Un casse-tête pour les développeurs est la censure brutale de Pékin sur tout ce qui est considéré comme défiant le Parti communiste, y compris une purge unique de Winnie l’ourson après que l’ours du dessin animé a été comparé à Xi Jinping.

Lorsqu’on lui a demandé si le président de 10 ans était « un bon leader », l’un des modèles de style ChatGPT disponibles au public les plus performants de Chine, développé par l’Université Tsinghua de Pékin, a répondu : « L’entrée peut contenir un contenu éthique.
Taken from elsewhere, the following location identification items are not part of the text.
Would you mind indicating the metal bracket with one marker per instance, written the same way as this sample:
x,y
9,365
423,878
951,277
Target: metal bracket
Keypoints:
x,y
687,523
Veuillez essayer une autre entrée.  »

Les restrictions strictes imposées à l’internet chinois signifient que les entreprises ont « beaucoup moins de ressources de données à des fins de formation par rapport à leurs concurrents occidentaux », a déclaré à l’AFP Lauren Hurcombe, avocate en technologie chez DLA Piper.

Ernie Bot n’a pas encore été lancé pour un usage public.
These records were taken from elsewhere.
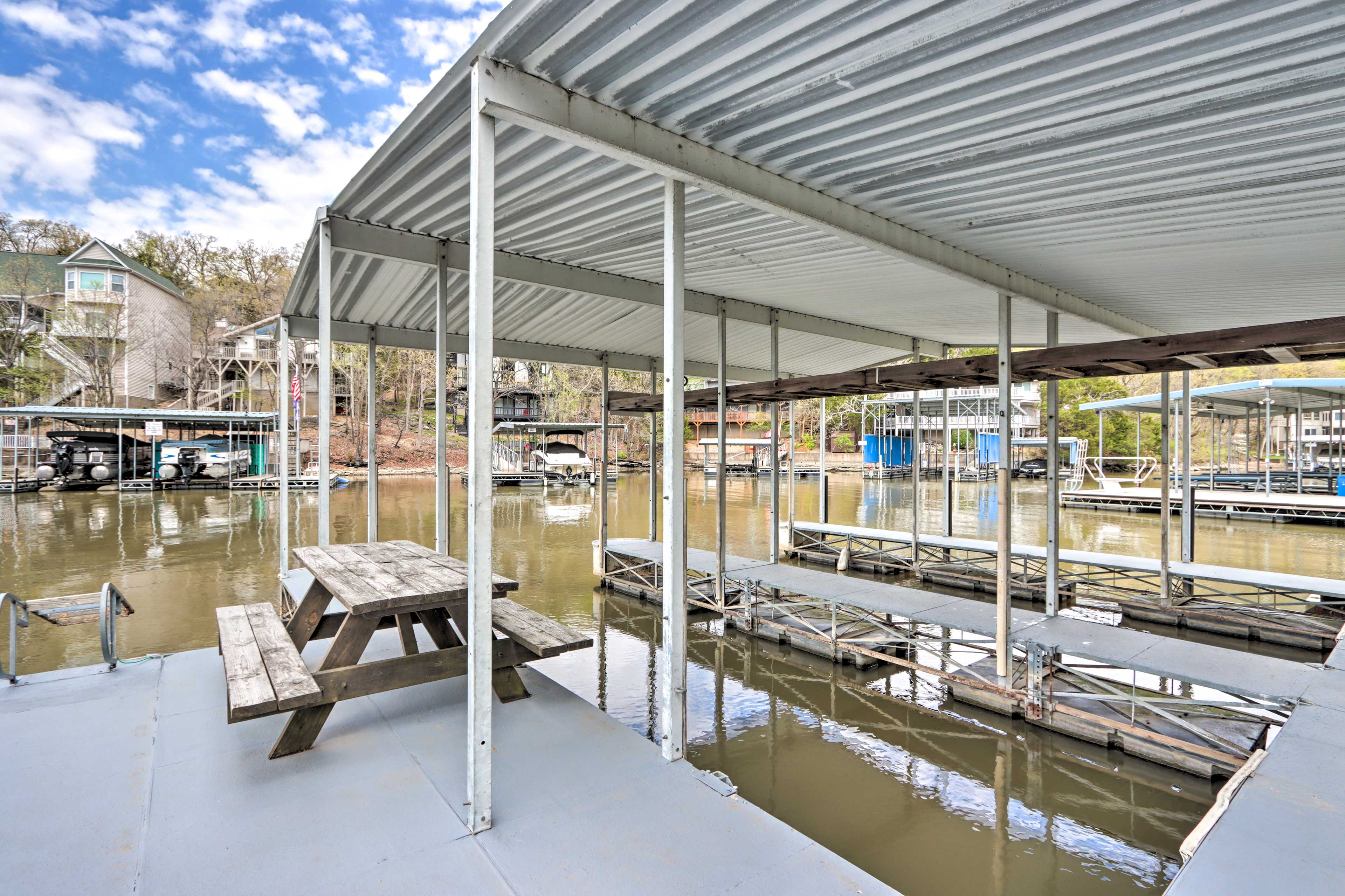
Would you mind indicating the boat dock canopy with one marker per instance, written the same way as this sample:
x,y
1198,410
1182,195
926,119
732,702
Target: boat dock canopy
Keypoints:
x,y
241,420
1235,399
Le co-fondateur et PDG de Baidu, Robin Li, prend la parole lors du dévoilement d'Ernie Bot

Le co-fondateur et PDG de Baidu, Robin Li, prend la parole lors du dévoilement d’Ernie Bot.

La Chine a annoncé des plans ambitieux pour devenir un leader mondial dans le domaine de l’IA d’ici 2030, et le groupe de conseil McKinsey estime que le secteur pourrait ajouter environ 600 milliards de dollars chaque année au produit intérieur brut de la Chine d’ici là.

Selon McKinsey, la majeure partie de la croissance proviendra de la production de voitures sans conducteur, de l’ajout de robots aux chaînes de montage et des percées dans le domaine de la santé, et le gouvernement a également utilisé l’IA pour renforcer son programme de surveillance de masse.

Cependant, Washington a décidé d’étouffer les ambitions technologiques de la Chine, bloquant par des sanctions son accès aux puces, aux équipements de fabrication de puces et aux logiciels de haute qualité utilisés pour concevoir des semi-conducteurs.

Cela a rendu difficile pour les entreprises chinoises d’acheter des puces, notamment l’A100 de Nvidia et son successeur H100, considéré comme l’étalon-or pour les systèmes de formation à l’IA à grande échelle.

« Il y a une vraie question de savoir si un approvisionnement intérieur peut être généré à court terme », a déclaré Hurcombe.

Lacune de l’IA

Mais l’effet des mesures américaines mettra du temps à se faire sentir car les entreprises chinoises se sont précipitées pour stocker des puces haut de gamme avant que Washington n’annonce les contrôles à l’exportation en octobre.

Baidu possède sa propre branche de conception de puces, Kunlun, et la société affirme qu’elle est capable de produire en masse une puce de sept nanomètres qui est en partie utilisée pour alimenter ses systèmes d’IA.

Dou Shen, responsable du groupe AI Cloud de Baidu, a ignoré les questions sur l’impact des restrictions américaines lors d’un appel avec des investisseurs en novembre, déclarant : « Nous pensons que l’impact est assez limité dans un avenir proche ».

Pendant des années, la Chine s’est vantée d’avoir déposé plus de demandes de brevet d’intelligence artificielle que les États-Unis.

Mais le nombre moyen de citations de ses brevets – une indication de l’importance et de l’originalité de ses inventions – a pris du retard par rapport aux États-Unis et à d’autres pays en développement en 2020 et 2021, selon le rapport AI Index 2022 de l’Université de Stanford.

Les États-Unis comptaient également deux fois plus de startups d’IA que la Chine et trois fois plus d’investissements privés dans le secteur en 2021, selon le rapport.

L’approche descendante du gouvernement chinois pour stimuler l’innovation n’a pas donné de résultats.

L’Académie d’intelligence artificielle de Pékin, créée en 2018, a lancé il y a deux ans un produit de type ChatGPT.

Wu Dao a été décrit par ses créateurs comme « le plus grand modèle de langage d’IA au monde » avec 1,75 billion de paramètres, ce qui est nettement plus grand que le précédent modèle GPT-3 d’OpenAI avec 175 milliards de paramètres. Mais ça n’a jamais vraiment pris.